Page MenuHomeSoftware Heritage

swh.lister.npm: Add an incremental npm lister
ClosedPublic

Authored by anlambert on Fri, Nov 30, 2:57 PM.

Details

Summary

This new lister enables to get only new or updated npm packages since
the last listing operation.

As I explained in the task description, the idea would be to use the
full npm lister for creating the first batch of oneshot loading tasks
for npm packages. Then, use this incremental lister on a regular basis
to only get relevant packages to load again.

Related T1378
Closes T1398

Diff Detail

Repository
rDLS Listers
Lint
Automatic diff as part of commit; lint not applicable.
Unit
Automatic diff as part of commit; unit tests not applicable.

Event Timeline

anlambert created this revision.Fri, Nov 30, 2:57 PM

Sounds fine.

As usual, the diff is long because of the test data file ;)

swh/lister/npm/lister.py
152

i do not see anything on the file passing this line, don't you have to add the pass keyword at least?

I have just a couple of questions ;)

swh/lister/npm/lister.py
57–58

Why oneshot?

anlambert marked 2 inline comments as done.Fri, Nov 30, 3:40 PM
anlambert added inline comments.
swh/lister/npm/lister.py
57–58

In order to only create loading tasks when it is needed. The npm registry is pretty huge (more than 800 000 packages in it) so to avoid having too much recurring tasks, I think the approach "ingest all packages once then ingest only those with updates at the next listing" is better here.

152

Good catch!

anlambert updated this revision to Diff 2369.EditedFri, Nov 30, 3:42 PM

Update: Add missing pass keyword

ardumont added inline comments.Fri, Nov 30, 3:52 PM
swh/lister/npm/lister.py
57–58

I'm not completely convinced.
We are far from the 80M from the git repositories for example ;)

It's my understanding that the javascript world moves a lot. Won't that create a lot of oneshot tasks anyway?

Another question pops up. What's a package?
Is it an archive of source code archive at a specific version or a group of source code archives (1 per version)?

anlambert marked an inline comment as done.Fri, Nov 30, 4:09 PM
anlambert added inline comments.
swh/lister/npm/lister.py
57–58

It's my understanding that the javascript world moves a lot. Won't that create a lot of oneshot tasks anyway?

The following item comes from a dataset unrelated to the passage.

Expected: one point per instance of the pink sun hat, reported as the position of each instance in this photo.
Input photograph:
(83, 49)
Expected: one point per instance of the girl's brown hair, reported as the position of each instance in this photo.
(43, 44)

Surely, but less than having recurring tasks for all available packages. From my point of view, if we can benefit from a listing
that returns only updated packages since the last time, we should exploit it. Having a tons of recurring tasks that will
do nothing more after the first ingestion (for no more maintained packages for instance) feels wrong to me as it will
delay the ingestion of relevant ones.

Another question pops up. What's a package?
Is it an archive of source code archive at a specific version or a group of source code archives (1 per version)?

In the npm semantics, a package is a project so you can see it as a group of source code archives (1 per version).

ardumont accepted this revision.Fri, Nov 30, 4:11 PM
ardumont added inline comments.
swh/lister/npm/lister.py
57–58

Surely, but less than having recurring tasks for all available packages. From my point of view, if we can benefit from a listing
that returns only updated packages since the last time, we should exploit it. Having a tons of recurring tasks that will
do nothing more after the first ingestion (for no more maintained packages for instance) feels wrong to me as it will
delay the ingestion of relevant ones.

Now, i'm sold \m/

This revision is now accepted and ready to land.Fri, Nov 30, 4:11 PM
olasd added a subscriber: olasd.Fri, Nov 30, 4:55 PM

Our policy up until now was not to trust update feeds, and to keep low-frequency recurrent tasks for all origins, even when having an update feed available to do higher frequency oneshot tasks.

If we decide that we should change the policy, we should do it globally rather than in a single lister.

Our policy up until now was not to trust update feeds, and to keep low-frequency recurrent tasks for all origins, even when having an update feed available to do higher frequency oneshot tasks.
If we decide that we should change the policy, we should do it globally rather than in a single lister.

Not sure if we must change our policy globally but I think it worth a try to do it for npm as their feed update works like a charm.

Nevertheless, I will add the possibility to configure the policy when creating tasks.
This way all type of loading policy can be handled.

anlambert updated this revision to Diff 2381.Fri, Nov 30, 5:59 PM

Update: Allow to set loading task policy through configuration

anlambert updated this revision to Diff 2382.Fri, Nov 30, 6:02 PM

Update: Set default task policy to 'recurring'

anlambert updated this revision to Diff 2400.Mon, Dec 3, 6:00 PM

Update: Use a different config file name for the incremental lister

This revision was automatically updated to reflect the committed changes.